Implement a New Algorithm¶
In this section, we will describe how to implement an RL algorithm using garage. Note that this section assumes some level of familiarity with reinforcement learning. For a more gentle introduction to the field of reinforcement learning as a whole, we recommend consulting OpenAI’s Spinning Up.
We will start by introducing the core RLAlgorithm
API used in garage,
then show how to implement the classical REINFORCE [1]
algorithm, also known as the “vanilla” policy gradient (VPG).
Algorithm API¶
All RL algorithms used with garage implement a small interface that allows accessing important services such as snapshotting, “plotting” (visualization of the current policy in the environment), and resume.
The interface requires a single method, train(trainer)
, which takes a
garage.experiment.Trainer
. The interface is defined in
garage.np.algos.RLAlgorithm
, but inheriting from this class isn’t necessary.
Some additional functionality (such as sampling and plotting) require additional fields to exist.
"""Interface of RLAlgorithm."""
import abc
class RLAlgorithm(abc.ABC):
"""Base class for all the algorithms.
Note:
If the field sampler_cls exists, it will be by Trainer.setup to
initialize a sampler.
"""
# pylint: disable=too-few-public-methods
@abc.abstractmethod
def train(self, trainer):
"""Obtain samplers and start actual training for each epoch.
Args:
trainer (Trainer): Trainer is passed to give algorithm
the access to trainer.step_epochs(), which provides services
such as snapshotting and sampler control.
"""
In order to implement snapshotting and resume, instances of RLAlgorithm
are also expected to support the Python standard library’s pickle interface.

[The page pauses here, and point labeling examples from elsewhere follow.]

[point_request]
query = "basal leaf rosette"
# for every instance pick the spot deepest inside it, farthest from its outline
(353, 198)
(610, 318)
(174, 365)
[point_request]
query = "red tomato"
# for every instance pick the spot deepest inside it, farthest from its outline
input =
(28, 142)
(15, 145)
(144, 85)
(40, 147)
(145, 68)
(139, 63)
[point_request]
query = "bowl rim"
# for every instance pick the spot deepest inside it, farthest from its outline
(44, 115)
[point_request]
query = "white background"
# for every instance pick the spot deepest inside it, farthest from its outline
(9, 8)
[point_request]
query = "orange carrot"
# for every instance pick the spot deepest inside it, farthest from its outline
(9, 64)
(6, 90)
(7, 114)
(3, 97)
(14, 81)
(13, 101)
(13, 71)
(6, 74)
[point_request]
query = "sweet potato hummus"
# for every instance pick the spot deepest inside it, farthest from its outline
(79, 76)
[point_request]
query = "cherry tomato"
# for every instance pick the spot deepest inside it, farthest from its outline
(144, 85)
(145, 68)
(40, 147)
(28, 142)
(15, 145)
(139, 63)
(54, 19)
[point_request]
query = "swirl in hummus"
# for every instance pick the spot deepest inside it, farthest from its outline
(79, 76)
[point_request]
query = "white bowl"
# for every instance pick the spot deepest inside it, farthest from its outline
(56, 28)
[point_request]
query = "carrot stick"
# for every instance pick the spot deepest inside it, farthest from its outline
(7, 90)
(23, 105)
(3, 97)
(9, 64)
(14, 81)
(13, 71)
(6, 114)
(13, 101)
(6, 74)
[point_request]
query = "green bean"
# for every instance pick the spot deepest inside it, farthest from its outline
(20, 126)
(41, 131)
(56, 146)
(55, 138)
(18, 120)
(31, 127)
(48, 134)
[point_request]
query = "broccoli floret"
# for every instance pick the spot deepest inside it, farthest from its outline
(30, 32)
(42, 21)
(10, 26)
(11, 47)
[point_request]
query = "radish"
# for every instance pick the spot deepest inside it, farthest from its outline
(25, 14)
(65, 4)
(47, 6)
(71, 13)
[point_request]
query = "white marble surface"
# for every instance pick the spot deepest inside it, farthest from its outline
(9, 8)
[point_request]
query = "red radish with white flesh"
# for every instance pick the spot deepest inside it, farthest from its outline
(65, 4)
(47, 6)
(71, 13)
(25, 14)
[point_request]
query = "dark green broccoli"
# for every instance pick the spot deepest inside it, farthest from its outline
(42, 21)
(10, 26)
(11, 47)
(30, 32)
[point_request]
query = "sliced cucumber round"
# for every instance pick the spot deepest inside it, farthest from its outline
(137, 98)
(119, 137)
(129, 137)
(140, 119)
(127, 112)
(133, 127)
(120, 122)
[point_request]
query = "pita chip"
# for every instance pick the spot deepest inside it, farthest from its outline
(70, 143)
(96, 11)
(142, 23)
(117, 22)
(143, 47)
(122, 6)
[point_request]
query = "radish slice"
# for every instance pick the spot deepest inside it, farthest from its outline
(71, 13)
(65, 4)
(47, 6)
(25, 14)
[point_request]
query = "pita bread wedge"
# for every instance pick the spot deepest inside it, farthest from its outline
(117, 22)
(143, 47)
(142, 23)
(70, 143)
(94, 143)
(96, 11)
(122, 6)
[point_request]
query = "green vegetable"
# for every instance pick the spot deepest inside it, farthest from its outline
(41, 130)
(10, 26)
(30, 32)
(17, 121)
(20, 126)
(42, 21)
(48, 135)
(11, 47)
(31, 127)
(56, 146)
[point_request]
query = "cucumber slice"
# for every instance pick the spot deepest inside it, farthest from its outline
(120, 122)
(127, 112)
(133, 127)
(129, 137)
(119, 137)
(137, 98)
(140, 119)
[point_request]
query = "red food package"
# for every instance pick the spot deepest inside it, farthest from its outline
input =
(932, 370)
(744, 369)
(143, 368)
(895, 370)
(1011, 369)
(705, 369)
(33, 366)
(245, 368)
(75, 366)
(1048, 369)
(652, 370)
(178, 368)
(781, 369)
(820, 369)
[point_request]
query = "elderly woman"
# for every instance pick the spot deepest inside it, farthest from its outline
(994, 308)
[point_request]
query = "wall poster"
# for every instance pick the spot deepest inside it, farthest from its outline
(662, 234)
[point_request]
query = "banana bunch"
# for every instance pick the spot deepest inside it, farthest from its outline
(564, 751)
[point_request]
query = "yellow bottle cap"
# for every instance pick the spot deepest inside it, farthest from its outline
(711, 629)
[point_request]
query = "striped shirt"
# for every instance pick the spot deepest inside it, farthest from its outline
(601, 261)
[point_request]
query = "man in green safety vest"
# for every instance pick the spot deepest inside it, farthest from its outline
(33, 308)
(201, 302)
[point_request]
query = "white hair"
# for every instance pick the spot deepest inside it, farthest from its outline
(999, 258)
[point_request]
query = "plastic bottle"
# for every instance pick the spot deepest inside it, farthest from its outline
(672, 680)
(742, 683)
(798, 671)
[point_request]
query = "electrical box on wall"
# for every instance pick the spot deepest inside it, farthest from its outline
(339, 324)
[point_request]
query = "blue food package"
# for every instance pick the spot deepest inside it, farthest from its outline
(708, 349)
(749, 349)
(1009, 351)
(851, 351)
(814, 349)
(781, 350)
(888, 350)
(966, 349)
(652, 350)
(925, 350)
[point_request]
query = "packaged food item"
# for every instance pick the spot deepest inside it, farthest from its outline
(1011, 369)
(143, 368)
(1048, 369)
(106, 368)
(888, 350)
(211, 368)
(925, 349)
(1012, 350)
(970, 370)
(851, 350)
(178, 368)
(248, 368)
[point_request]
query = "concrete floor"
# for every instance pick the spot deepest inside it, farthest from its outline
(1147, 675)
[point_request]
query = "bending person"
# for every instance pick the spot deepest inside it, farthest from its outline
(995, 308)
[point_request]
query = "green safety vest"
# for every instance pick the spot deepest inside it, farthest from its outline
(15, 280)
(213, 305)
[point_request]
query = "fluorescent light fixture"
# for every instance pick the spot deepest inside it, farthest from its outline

Garage primitives such as environments, policies, Q functions, and value
functions already implement this interface, so no work is typically required to
implement it.
Basic Setup¶
Garage components are fairly weakly coupled, meaning that different parts can be used independently. However, for this purpose of this tutorial we’ll use the parts together in the way that’s generally recommended.
At the core of garage is the assumption that the algorithm runs a series of “epochs”, which are a unit of time small enough that most services, such as logging, will only have new results once per epoch.
The current epoch is controlled by the algorithm using
Trainer.step_epochs()
.
class MyAlgorithm:
def train(self, trainer):
epoch_stepper = trainer.step_epochs()
print('It is epoch 0')
next(epoch_stepper)
print('It is epoch 1')
next(epoch_stepper)
print('It is epoch 2')
In practice, it’s used in a loop like this:
class MyAlgorithm:
def train(self, trainer):
for epoch in trainer.step_epochs():
print('It is epoch', epoch)
Each time the epoch is stepped, various “services” update. For example, logs are synchronized, snapshotting (for later resuming) may occur, the plotter will update, etc.
When an experiment is resumed, the epoch train
will be called again, but the
first epoch yielded by step_epochs
will be the one after the snapshot.
In order to use the Trainer
, we’ll need a set up log directory. This can
be done manually, but for this tutorial we’ll use the wrap_experiment
function
to do that for us.
We’ll also want an environment to test our algorithm with.
from garage import wrap_experiment
from garage.envs import PointEnv
from garage.experiment import Trainer
@wrap_experiment
def debug_my_algorithm(ctxt):
trainer = Trainer(ctxt)
env = PointEnv()
algo = MyAlgorithm()
trainer.setup(algo, env)
trainer.train(n_epochs=3)
debug_my_algorithm()
With the above file and the MyAlgorithm
definition above, it should be
possible to run MyAlgorithm
, and get it to print an output like the following:
2020-07-22 23:32:34 | [debug_my_algorithm] Logging to /home/ruofu/garage/data/local/experiment/debug_my_algorithm
2020-07-22 23:32:34 | [debug_my_algorithm] Obtaining samples...
It is epoch 0
2020-07-22 23:32:34 | [debug_my_algorithm] epoch #0 | Saving snapshot...
2020-07-22 23:32:34 | [debug_my_algorithm] epoch #0 | Saved
2020-07-22 23:32:34 | [debug_my_algorithm] epoch #0 | Time 0.01 s
2020-07-22 23:32:34 | [debug_my_algorithm] epoch #0 | EpochTime 0.01 s
------------- -
TotalEnvSteps 0
------------- -
It is epoch 1
2020-07-22 23:32:34 | [debug_my_algorithm] epoch #1 | Saving snapshot...
2020-07-22 23:32:34 | [debug_my_algorithm] epoch #1 | Saved
2020-07-22 23:32:34 | [debug_my_algorithm] epoch #1 | Time 0.01 s
2020-07-22 23:32:34 | [debug_my_algorithm] epoch #1 | EpochTime 0.00 s
------------- -
TotalEnvSteps 0
------------- -
It is epoch 2
2020-07-22 23:32:34 | [debug_my_algorithm] epoch #2 | Saving snapshot...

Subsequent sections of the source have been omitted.